Tumoral immune escape is an obstacle to successful cancer therapy. Tryptophan (Trp) metabolites along the kynurenine pathway induce immunosuppression involving apoptosis of effector immune cells, which tumors use to escape an immune response. Production of these metabolites is initiated by indoleamine 2,3-dioxygenase (IDO1). IDO1 inhibitors, however, do not always overcome the immune escape and another enzyme expressed in tumors, Trp 2,3-dioxygenase (TDO2), has been suggested as the reason. However, without Trp, tumors cannot achieve an immune escape through either enzyme. Trp is therefore key to immune escape. In this perspective paper, Trp availability to tumors will be considered and strategies limiting it proposed.
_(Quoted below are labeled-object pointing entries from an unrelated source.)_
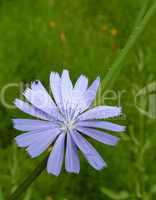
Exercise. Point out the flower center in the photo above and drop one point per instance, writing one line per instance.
(67, 126)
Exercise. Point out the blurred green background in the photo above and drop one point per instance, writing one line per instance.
(84, 36)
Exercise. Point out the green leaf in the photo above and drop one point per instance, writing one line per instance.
(115, 195)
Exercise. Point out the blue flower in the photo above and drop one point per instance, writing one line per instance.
(63, 122)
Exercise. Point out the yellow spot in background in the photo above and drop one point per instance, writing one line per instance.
(52, 24)
(114, 32)
(104, 28)
(49, 149)
(49, 198)
(63, 37)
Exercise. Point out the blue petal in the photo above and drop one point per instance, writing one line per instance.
(55, 84)
(92, 156)
(101, 112)
(39, 97)
(55, 160)
(32, 125)
(72, 163)
(31, 110)
(26, 139)
(102, 124)
(99, 135)
(42, 143)
(66, 91)
(88, 96)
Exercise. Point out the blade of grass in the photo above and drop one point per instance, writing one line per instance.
(116, 68)
(29, 180)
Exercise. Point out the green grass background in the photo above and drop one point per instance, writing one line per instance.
(84, 36)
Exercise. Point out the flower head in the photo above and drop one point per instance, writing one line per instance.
(64, 121)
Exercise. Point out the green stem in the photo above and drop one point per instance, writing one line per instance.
(29, 180)
(116, 68)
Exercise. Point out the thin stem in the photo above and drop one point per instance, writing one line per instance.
(29, 180)
(116, 68)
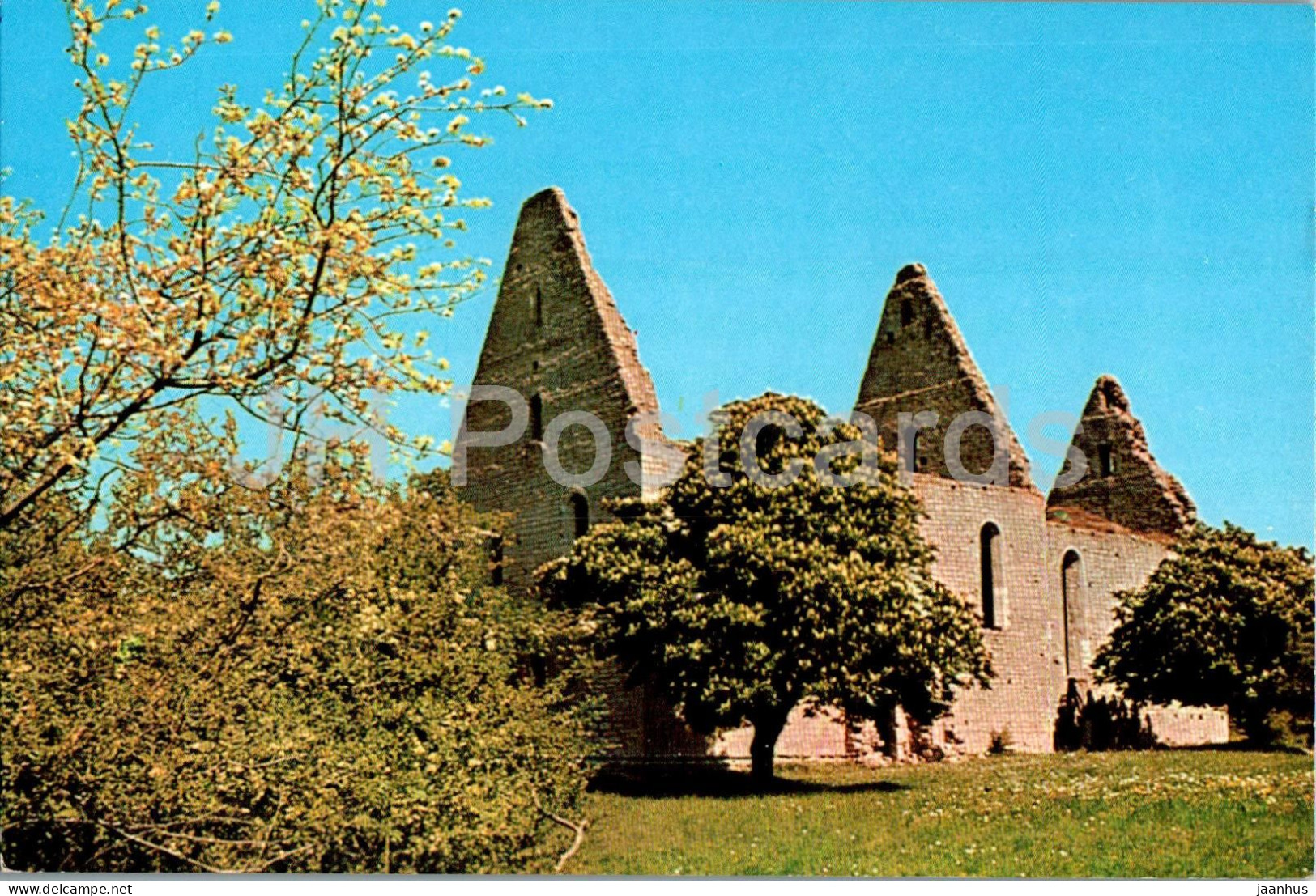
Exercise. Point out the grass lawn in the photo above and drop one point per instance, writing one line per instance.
(1189, 813)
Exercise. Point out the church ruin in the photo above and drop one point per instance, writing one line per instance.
(1041, 570)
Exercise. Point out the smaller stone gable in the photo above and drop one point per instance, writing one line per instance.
(1124, 488)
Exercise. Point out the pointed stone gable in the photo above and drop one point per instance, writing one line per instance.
(1122, 485)
(551, 294)
(920, 362)
(556, 337)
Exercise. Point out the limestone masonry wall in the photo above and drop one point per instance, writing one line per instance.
(1041, 572)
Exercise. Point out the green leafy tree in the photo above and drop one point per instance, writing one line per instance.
(741, 601)
(1225, 620)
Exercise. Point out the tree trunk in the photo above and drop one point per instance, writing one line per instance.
(762, 750)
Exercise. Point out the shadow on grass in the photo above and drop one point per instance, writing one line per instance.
(716, 782)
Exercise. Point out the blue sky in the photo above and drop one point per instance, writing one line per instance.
(1095, 189)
One major determinant of Trp availability is the large increase in plasma free (non-albumin-bound) Trp in cancer patients, caused by the low albumin and the high non-esterified fatty acid (NEFA) concentrations in plasma. Albumin infusions, antilipolytic therapy or both could be used, if indicated, as adjuncts to immunotherapy and other therapies. Inhibition of amino acid uptake by tumors is another strategy and α-methyl-DL-tryptophan or other potential inhibitors could fulfill this role. Glucocorticoid receptor antagonists may have a role in preventing glucocorticoid induction of TDO in host liver and tumors expressing it and in undermining the permissive effect of glucocorticoids on IDO1 induction by cytokines. Nicotinamide may be a promising TDO2 inhibitor lacking disadvantages of current inhibitors. Establishing the Trp disposition status of cancer patients and in various tumor types may provide the information necessary to formulate tailored therapeutic approaches to cancer immunotherapy that can also undermine tumoral immune escape.
肿瘤免疫逃逸是癌症治疗成功的障碍。色氨酸(Trp)代谢物沿犬尿氨酸途径诱导免疫抑制,涉及效应免疫细胞的凋亡,肿瘤利用这种免疫抑制来逃避免疫反应。这些代谢物的产生是由吲哚胺 2,3-双加氧酶(IDO1)启动的。然而,IDO1 抑制剂并不总是能克服免疫逃逸,另一种在肿瘤中表达的酶,色氨酸 2,3-双加氧酶(TDO2),被认为是原因。然而,没有 Trp,肿瘤就无法通过任何一种酶实现免疫逃逸。因此,Trp 是免疫逃逸的关键。在这篇观点文章中,将考虑肿瘤中 Trp 的可用性,并提出限制其可用性的策略。Trp 可用性的一个主要决定因素是癌症患者血浆中游离(非白蛋白结合)Trp 的大量增加,这是由血浆中白蛋白低和非酯化脂肪酸(NEFA)浓度高引起的。如果需要,可以使用白蛋白输注、抗脂肪分解疗法或两者的联合作为免疫治疗和其他治疗的辅助手段。肿瘤对氨基酸摄取的抑制是另一种策略,α-甲基-DL-色氨酸或其他潜在的抑制剂可能会发挥这种作用。糖皮质激素受体拮抗剂可能在预防糖皮质激素诱导宿主肝脏和表达它的肿瘤中 TDO 的诱导以及破坏糖皮质激素对细胞因子诱导 IDO1 诱导的许可作用方面发挥作用。烟酰胺可能是一种有前途的 TDO2 抑制剂,没有当前抑制剂的缺点。确定癌症患者和各种肿瘤类型的 Trp 处置状态可能提供制定针对癌症免疫治疗的个体化治疗方法所需的信息,这些方法也可以破坏肿瘤的免疫逃逸。